Four weeks — and 3,165 PDFs — to go!
All 123 seats on Cornwall Council — a unitary authority that serves 500,000 people — are up this May.
In this week’s blog: crowdsourcing for England and Wales is go — just a small number of PDFs to work through. We’ve also got a new feature coming soon; and we’d love your thoughts on a policy about candidate photographs.
Crowdsourcing is go for England and Wales!
If we want to help voters make better informed decisions, then everything starts with an open, public list of candidates. Now that the official nomination papers (SOPNs) have been published — by hundreds of councils across the country — as PDFs, we need your help to convert them into useful open data.
Once we’ve opened the data, it becomes useful! We can use it to power WhoCanIVoteFor.co.uk; local media organisations can create tools for their readers to find their candidates; campaign organisations can use it to help their supporters get in touch with candidates; political scientists can delve into the data to look for trends; and so on. Everything works better with open data on election candidates!
So help add data here — with our random ward picker. It takes less than five minutes!
And you never know which ward you’re going to get. It’s like Kinder Surprise, but without the chocolate-flavoured stuff. Or the toy. Or the occasional figurine. But if you complete a load of them, we’ll send you stickers! And you’ll start spotting the interesting stories in the data…
🔔 New feature alert! 🔔
All the 2017 candidates data will be used at WhoCanIVoteFor, our voter-information website.
Last year, the feedback on this website was pretty clear: it’s a great resource, but it doesn’t really tell me where any of the candidates stand on the issues.
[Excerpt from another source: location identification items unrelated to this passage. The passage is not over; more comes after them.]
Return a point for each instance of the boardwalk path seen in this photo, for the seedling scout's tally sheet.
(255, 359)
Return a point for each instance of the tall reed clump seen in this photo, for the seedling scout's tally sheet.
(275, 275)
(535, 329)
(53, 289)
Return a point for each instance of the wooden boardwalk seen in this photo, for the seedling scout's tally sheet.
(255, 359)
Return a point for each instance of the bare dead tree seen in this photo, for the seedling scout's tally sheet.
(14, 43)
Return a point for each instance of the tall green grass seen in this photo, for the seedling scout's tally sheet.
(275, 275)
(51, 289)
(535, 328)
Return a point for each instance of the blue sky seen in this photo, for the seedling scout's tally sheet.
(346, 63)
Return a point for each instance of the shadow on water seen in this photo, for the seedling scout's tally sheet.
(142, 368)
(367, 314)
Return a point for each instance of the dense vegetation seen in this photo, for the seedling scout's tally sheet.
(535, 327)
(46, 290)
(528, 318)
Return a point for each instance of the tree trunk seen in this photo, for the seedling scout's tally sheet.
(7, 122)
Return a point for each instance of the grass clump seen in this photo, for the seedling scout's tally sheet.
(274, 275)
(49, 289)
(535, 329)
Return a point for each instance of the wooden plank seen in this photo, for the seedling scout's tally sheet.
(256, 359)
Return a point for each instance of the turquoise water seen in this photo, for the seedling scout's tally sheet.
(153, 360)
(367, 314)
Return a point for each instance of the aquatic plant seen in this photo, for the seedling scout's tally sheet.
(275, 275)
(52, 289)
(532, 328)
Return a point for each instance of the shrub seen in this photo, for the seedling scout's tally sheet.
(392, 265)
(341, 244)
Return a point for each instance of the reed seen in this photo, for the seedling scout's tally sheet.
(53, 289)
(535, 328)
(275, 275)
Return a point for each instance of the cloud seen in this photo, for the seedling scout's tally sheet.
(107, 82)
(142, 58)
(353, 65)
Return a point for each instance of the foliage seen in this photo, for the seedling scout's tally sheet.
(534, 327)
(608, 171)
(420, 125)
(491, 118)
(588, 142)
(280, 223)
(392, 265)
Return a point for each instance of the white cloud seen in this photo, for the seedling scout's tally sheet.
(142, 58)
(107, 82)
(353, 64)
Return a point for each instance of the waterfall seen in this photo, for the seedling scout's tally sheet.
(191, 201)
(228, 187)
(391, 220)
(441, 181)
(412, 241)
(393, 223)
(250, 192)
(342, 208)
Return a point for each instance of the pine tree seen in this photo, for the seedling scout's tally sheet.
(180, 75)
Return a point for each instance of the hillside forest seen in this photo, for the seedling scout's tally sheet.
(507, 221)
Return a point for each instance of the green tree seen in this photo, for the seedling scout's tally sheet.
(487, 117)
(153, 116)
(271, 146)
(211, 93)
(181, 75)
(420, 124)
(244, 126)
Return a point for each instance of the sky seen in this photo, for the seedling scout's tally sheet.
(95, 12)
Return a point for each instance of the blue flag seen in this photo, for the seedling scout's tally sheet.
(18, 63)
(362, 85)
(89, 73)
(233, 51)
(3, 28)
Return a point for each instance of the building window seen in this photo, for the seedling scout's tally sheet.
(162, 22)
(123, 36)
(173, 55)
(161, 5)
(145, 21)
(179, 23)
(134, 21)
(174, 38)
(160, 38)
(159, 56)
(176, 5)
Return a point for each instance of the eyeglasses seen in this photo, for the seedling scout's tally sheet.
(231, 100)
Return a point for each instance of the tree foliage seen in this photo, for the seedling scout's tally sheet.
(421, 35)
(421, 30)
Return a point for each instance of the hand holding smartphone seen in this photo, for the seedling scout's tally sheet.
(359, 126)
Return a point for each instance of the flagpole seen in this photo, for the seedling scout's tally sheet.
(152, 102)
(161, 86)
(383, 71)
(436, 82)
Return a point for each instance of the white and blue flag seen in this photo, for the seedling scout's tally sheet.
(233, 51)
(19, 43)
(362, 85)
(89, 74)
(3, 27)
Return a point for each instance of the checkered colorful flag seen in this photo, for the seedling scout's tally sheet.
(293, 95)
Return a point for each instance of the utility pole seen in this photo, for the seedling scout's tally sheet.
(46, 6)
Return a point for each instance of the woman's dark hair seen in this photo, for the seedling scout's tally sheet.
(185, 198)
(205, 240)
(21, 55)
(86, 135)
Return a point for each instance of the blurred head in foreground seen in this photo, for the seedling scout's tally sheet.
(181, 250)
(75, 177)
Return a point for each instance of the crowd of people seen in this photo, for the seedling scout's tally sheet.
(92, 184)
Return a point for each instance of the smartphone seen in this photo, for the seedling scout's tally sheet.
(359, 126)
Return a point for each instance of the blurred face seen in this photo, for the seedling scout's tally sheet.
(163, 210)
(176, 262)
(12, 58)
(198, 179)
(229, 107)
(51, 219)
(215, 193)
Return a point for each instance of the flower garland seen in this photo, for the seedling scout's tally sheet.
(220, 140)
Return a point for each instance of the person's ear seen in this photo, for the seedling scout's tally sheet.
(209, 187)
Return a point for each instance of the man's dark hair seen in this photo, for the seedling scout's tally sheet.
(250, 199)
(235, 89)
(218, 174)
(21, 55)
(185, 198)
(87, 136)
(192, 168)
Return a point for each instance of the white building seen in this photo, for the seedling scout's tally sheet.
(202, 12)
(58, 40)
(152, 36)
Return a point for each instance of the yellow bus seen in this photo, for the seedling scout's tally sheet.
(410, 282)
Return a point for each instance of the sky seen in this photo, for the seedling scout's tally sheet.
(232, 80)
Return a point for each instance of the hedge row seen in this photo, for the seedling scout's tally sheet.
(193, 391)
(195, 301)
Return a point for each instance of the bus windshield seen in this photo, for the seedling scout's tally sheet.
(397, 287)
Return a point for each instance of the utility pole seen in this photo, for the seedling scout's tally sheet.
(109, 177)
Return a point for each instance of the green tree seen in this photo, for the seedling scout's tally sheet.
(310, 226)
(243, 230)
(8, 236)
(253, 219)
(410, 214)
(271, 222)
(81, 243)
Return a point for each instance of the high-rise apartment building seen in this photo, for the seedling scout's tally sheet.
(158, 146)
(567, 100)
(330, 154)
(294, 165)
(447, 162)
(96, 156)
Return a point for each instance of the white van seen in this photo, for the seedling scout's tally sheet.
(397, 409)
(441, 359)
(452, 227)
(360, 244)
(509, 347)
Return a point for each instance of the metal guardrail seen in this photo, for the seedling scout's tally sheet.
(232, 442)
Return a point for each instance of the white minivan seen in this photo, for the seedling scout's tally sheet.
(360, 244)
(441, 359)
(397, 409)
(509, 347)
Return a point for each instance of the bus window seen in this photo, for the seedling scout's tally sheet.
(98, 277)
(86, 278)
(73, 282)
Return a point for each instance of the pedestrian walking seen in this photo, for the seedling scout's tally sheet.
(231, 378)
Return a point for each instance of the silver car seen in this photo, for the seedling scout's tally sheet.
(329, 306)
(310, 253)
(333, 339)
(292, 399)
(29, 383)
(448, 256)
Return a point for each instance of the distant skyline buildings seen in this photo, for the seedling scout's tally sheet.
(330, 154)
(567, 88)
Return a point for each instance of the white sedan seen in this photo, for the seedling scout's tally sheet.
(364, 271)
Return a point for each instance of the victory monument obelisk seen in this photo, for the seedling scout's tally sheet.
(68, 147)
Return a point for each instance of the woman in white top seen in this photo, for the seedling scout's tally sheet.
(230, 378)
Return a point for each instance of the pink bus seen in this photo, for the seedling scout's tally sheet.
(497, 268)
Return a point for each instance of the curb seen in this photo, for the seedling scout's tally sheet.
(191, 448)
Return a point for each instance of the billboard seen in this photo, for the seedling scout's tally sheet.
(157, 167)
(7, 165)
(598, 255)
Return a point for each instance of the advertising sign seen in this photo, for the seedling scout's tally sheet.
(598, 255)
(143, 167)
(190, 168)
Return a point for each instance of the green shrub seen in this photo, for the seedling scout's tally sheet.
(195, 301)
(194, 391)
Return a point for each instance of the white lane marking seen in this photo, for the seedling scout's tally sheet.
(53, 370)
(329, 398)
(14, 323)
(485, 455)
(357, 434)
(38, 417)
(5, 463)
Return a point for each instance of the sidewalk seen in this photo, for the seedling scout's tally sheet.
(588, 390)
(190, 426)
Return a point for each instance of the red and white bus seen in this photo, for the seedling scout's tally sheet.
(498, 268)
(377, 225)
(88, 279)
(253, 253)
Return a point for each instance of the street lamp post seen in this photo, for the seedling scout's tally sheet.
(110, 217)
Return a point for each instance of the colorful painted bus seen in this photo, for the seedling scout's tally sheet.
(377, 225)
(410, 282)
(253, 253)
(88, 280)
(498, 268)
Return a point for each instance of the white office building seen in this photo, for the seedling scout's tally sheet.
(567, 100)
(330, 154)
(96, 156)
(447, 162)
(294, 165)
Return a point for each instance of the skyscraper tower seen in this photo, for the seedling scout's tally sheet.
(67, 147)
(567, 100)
So we’re adding a new field to the database for ‘candidate statements’. This field must only be populated by a statement from a candidate themselves: we’ll invite every candidate to submit a statement and we’ll borrow copy from their websites. We’ll display the first ~100 words of any such statement and we’ll recommend that candidates stick to fewer than 600 words in total, but we won’t limit them.
This is part of a bigger renewal of WhoCanIVoteFor to make it more informative. We can expect around 100,000 visitors by 4 May this year — and can definitely boost their knowledge before they vote — but only if we get the data!
📷 Help us draft a photo policy 📷
Some of our anecdotal research says that voters love to see photos of their candidates. They expect to see photos whenever they see a list of candidates.
Currently we moderate photos as people upload them to the candidates database. Most often, it’s candidates uploading photos of themselves, but we’ll also use twitter or facebook profile photos contributed by crowdsourcers.
We don’t have a current photo policy, which we probably need in order to fairly moderate the photo uploads. It’s rare that we reject photos — we currently have a rough rule that it should clearly show the candidate — but we probably need to be clearer.
We’ve put together a few options. These range from being quite lax (allowing anything a candidate wants) to being quite strict (passport photo style). If you’re a candidate, agent or voter — please check it out — it’s very short — and comment directly on the document!
What’s next?
Candidates, candidates, candidates, of course! Are you still reading? Why aren’t you adding data!